L’évolution des versions de DOCSIS/EuroDOCSIS peut être considérée comme une feuille de route permettant de prendre en compte les spécificités de chaque portion de réseau et les possibilités d’évolution tant du réseau lui-même que des techniques mises en œuvre pour augmenter les performances globales. . Chaque opérateur du réseau conserve la maîtrise de ses choix quant aux objectifs d’évolution de la portion de réseau dont il a la charge.

La structure physique des réseaux évolue également et le transport des données sur fibre optique, jusque chez l’utilisateur est de plus en plus déployée dans les zones à haute densité de population. Parmi les solutions FFTx (« x » désigne le point de livraison de la fibre dans le réseau) proposées par les opérateurs, on retient :

FFTLa (Fiber To The Last amplifier).
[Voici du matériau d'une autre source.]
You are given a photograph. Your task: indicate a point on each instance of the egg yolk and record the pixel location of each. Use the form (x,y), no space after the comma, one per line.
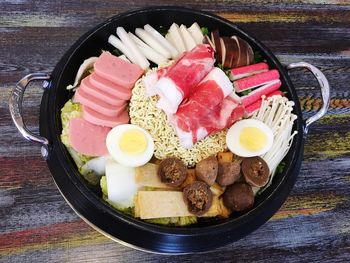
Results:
(252,139)
(133,142)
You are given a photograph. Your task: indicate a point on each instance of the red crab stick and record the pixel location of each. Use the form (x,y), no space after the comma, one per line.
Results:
(246,71)
(255,80)
(263,90)
(256,105)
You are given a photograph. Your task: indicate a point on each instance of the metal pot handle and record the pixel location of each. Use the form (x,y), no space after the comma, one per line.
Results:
(324,85)
(15,106)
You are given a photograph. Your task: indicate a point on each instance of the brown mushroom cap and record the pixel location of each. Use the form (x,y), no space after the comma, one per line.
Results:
(255,171)
(197,197)
(207,170)
(172,171)
(238,197)
(228,173)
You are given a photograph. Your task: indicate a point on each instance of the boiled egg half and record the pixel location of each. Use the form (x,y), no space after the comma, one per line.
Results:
(130,145)
(248,138)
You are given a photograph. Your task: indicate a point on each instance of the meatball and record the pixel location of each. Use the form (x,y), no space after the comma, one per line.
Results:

Un hub, connecté au réseau optique, alimente les nœuds otiques (optical node) implantés au plus près des immeubles ou d’un groupe de résidences. Seule la distribution vers les abonnés est gérée localement.

FTTB (Fiber To The Building). La distribution à l’intérieur de l’immeuble peut être prise en charge par une installation propre, relevant de la responsabilité de l’organisme de gestion propre à l’immeuble. Elle peut être de type coaxial ou fibre.

FTTH (Fiber To The Home). La fibre optique est déployée de bout en bout jusque chez l’abonné. Cette solution permet d’obtenir les meilleures performances. En local, des éléments passifs (PON, Passive Optical Network) permettent de répartir le signal lumineux entre les différents abonnés. Le flux montant est synchronisé TDMA (Time Division Multiple Acces).

FTTA (Fiber To The Antenna). Cette solution est destinée à répondre aux besoins dus à la prolifération des équipements mobiles. Une interface radio assure la connexion des mobiles au réseau en fibre optique.